Women are girls first, and then they become young women. Young women are taught to be electric, wild, free; that they are special, untouchable, immortally desirable; that neither age nor mundanity nor harshness will ever conquer them. Then, cruelly, we become just women, and must endure humiliation after humiliation, accept our dethroning by once-girls who are now young women, and eventually unlearn our specialness—the way most sane people unlearn putting two spaces after every sentence. Who still believes the shit they were taught by that one weird computer lab teacher in third grade? Who still holds onto that? Did a ceiling tile fall on her head when she was ten and using a computer for the first time and she’s now stuck in that day forever like that Adam Sandler/Drew Barrymore movie? What other explanation is there?

 

I mean seriously, is she 100? Was she taught by wolves? Were the wolves dumb? Who is still teaching people that this is right? Where are they and can I start an educational outreach foundation to eliminate them?

 

We are all authors, our lives are our stories, and each paragraph is a life experience through which we captain ourselves. And now, after eight years of marriage, all his paragraphs will look like loose turds because of all the extraneous spaces because he’s dating a woman who hits the spacebar twice after sentence-closing punctuation.

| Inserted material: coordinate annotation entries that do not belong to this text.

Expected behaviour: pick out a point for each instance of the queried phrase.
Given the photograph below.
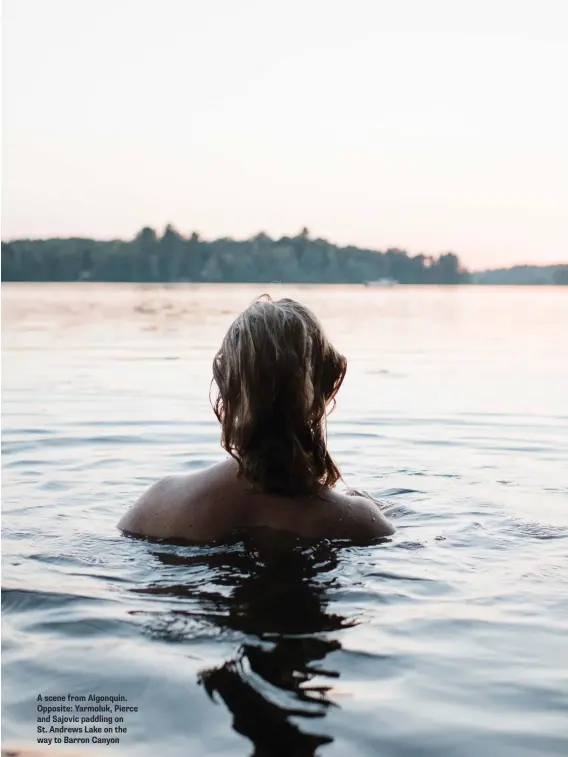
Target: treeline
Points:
(172, 257)
(520, 275)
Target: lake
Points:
(449, 639)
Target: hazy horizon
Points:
(420, 126)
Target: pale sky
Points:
(430, 125)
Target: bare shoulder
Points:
(360, 516)
(152, 511)
(198, 506)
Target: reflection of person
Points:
(273, 686)
(277, 377)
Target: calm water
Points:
(451, 639)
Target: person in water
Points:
(277, 376)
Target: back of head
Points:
(277, 375)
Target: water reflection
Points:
(274, 595)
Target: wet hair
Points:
(277, 376)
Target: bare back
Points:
(213, 503)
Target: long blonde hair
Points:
(277, 376)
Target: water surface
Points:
(449, 639)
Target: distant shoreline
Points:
(172, 258)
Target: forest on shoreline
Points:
(171, 257)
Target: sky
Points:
(428, 125)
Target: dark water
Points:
(449, 639)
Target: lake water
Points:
(449, 639)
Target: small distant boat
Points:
(382, 282)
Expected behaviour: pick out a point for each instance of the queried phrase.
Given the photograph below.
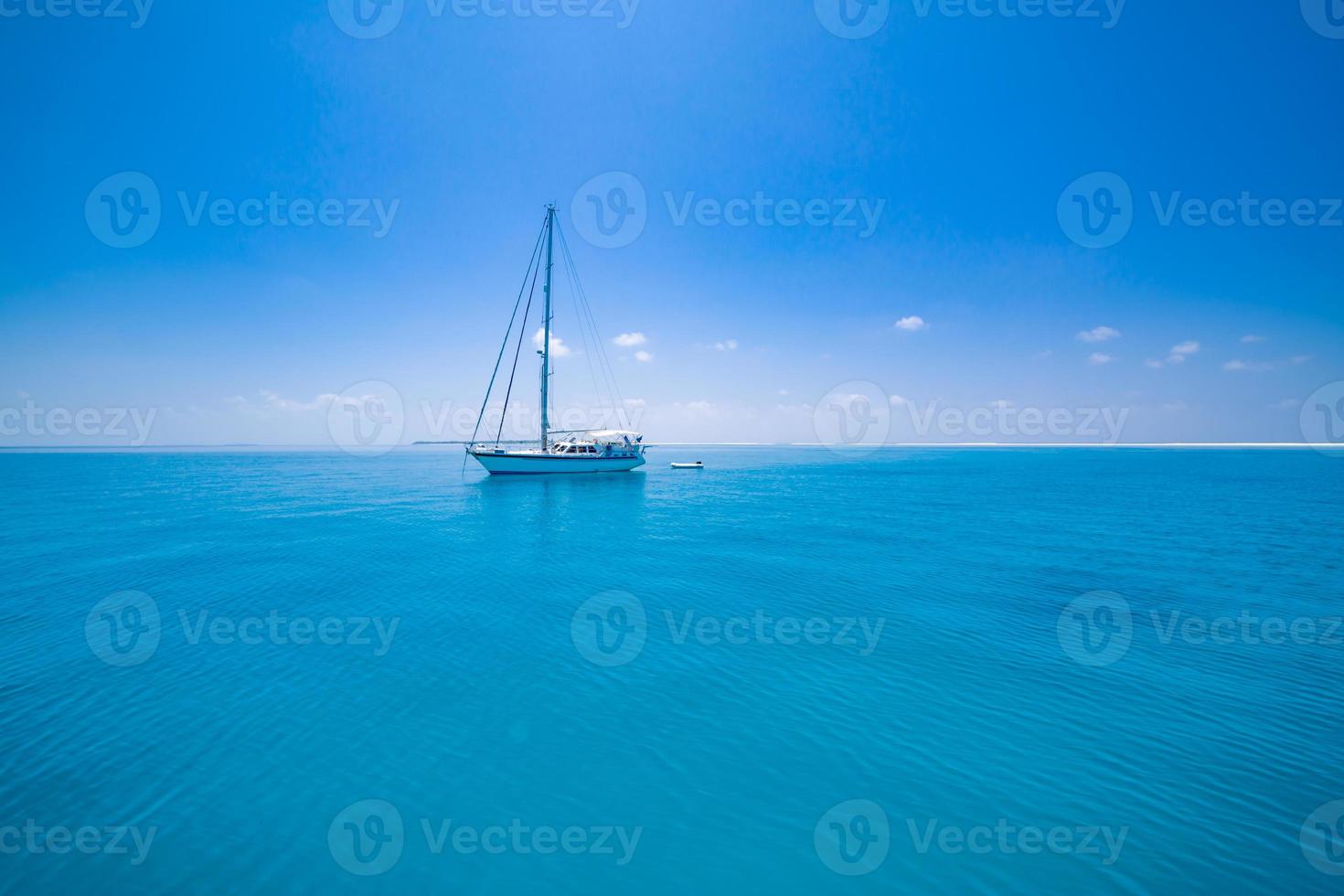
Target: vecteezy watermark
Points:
(133, 11)
(1095, 629)
(611, 629)
(852, 838)
(368, 838)
(852, 19)
(765, 211)
(125, 629)
(88, 840)
(371, 19)
(854, 417)
(366, 418)
(33, 421)
(1323, 420)
(125, 211)
(1098, 209)
(612, 209)
(1105, 11)
(1098, 629)
(1323, 838)
(1004, 420)
(1326, 17)
(1008, 838)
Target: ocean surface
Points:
(798, 670)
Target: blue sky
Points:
(966, 139)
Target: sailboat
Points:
(605, 450)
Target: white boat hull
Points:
(538, 464)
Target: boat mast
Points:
(546, 328)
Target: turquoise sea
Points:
(795, 672)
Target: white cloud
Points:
(1098, 335)
(558, 347)
(1181, 352)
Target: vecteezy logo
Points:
(852, 838)
(1323, 838)
(1326, 17)
(1097, 209)
(1095, 629)
(854, 415)
(368, 418)
(609, 629)
(852, 19)
(123, 209)
(368, 837)
(1323, 418)
(366, 19)
(123, 630)
(612, 209)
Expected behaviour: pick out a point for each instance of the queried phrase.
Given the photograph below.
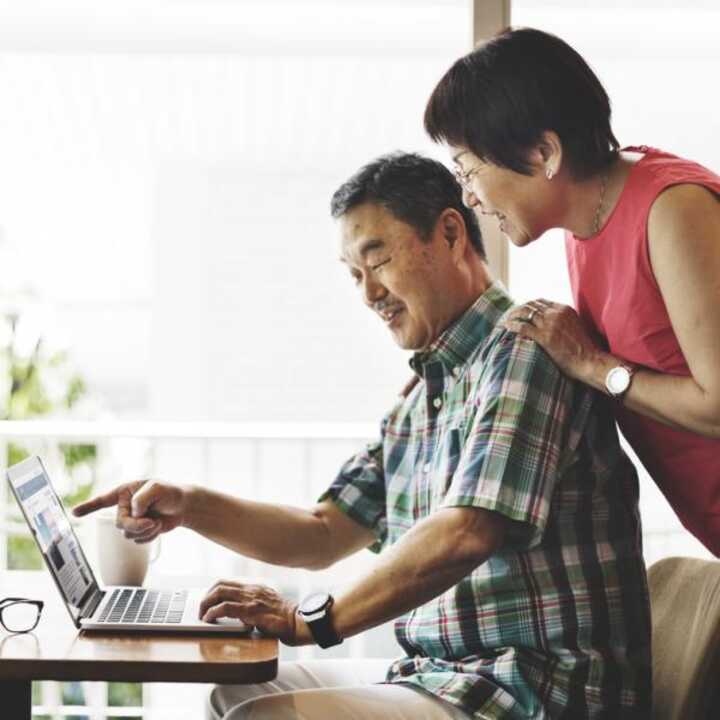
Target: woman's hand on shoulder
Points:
(562, 334)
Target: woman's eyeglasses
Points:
(19, 615)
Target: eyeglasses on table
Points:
(19, 615)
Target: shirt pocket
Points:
(445, 463)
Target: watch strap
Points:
(321, 627)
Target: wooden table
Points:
(55, 650)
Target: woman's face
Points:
(522, 204)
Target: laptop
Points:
(92, 607)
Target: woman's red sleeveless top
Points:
(616, 294)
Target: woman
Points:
(528, 125)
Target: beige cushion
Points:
(685, 599)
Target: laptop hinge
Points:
(89, 607)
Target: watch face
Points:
(618, 380)
(313, 603)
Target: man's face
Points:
(407, 282)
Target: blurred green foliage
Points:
(38, 382)
(125, 694)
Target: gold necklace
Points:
(603, 187)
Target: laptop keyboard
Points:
(137, 607)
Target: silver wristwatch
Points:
(618, 379)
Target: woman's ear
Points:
(547, 155)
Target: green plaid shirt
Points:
(557, 623)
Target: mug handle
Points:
(156, 551)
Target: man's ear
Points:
(453, 231)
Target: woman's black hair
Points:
(499, 99)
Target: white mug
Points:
(122, 561)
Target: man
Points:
(503, 509)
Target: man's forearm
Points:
(276, 534)
(432, 557)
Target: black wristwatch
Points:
(315, 611)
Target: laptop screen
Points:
(55, 537)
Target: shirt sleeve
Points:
(511, 455)
(359, 490)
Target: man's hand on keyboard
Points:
(145, 508)
(256, 605)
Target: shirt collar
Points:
(460, 340)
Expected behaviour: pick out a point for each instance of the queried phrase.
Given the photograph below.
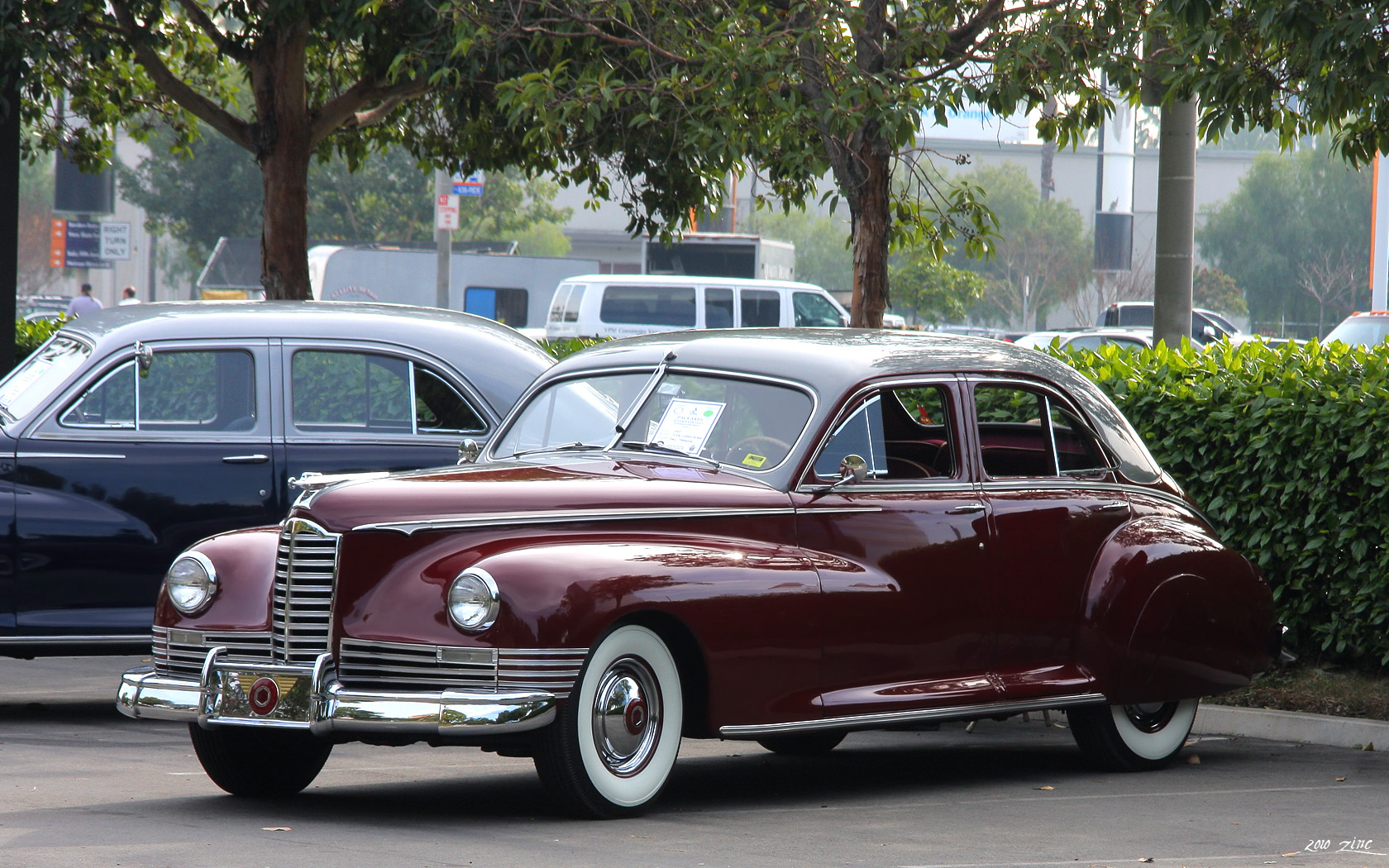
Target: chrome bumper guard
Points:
(249, 694)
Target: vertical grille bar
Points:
(304, 571)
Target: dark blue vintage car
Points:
(141, 429)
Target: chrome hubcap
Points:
(627, 717)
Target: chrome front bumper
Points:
(239, 694)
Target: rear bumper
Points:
(245, 694)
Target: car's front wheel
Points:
(260, 763)
(1133, 737)
(614, 743)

I picture her rubbing one of those stupid, shitty thumbs over his lips the way she runs them unnecessarily over that long, thin key, and it makes me want to give up. How can love exist when it ends? And how can it end at the twitchy hands of a double-spacer?

 

Perhaps then there is no love. But then, too, there is no heartbreak. And if the sweetest feeling I can get is from correcting the grammar in the comments section of listicles, well then, I suppose that’s enough for me.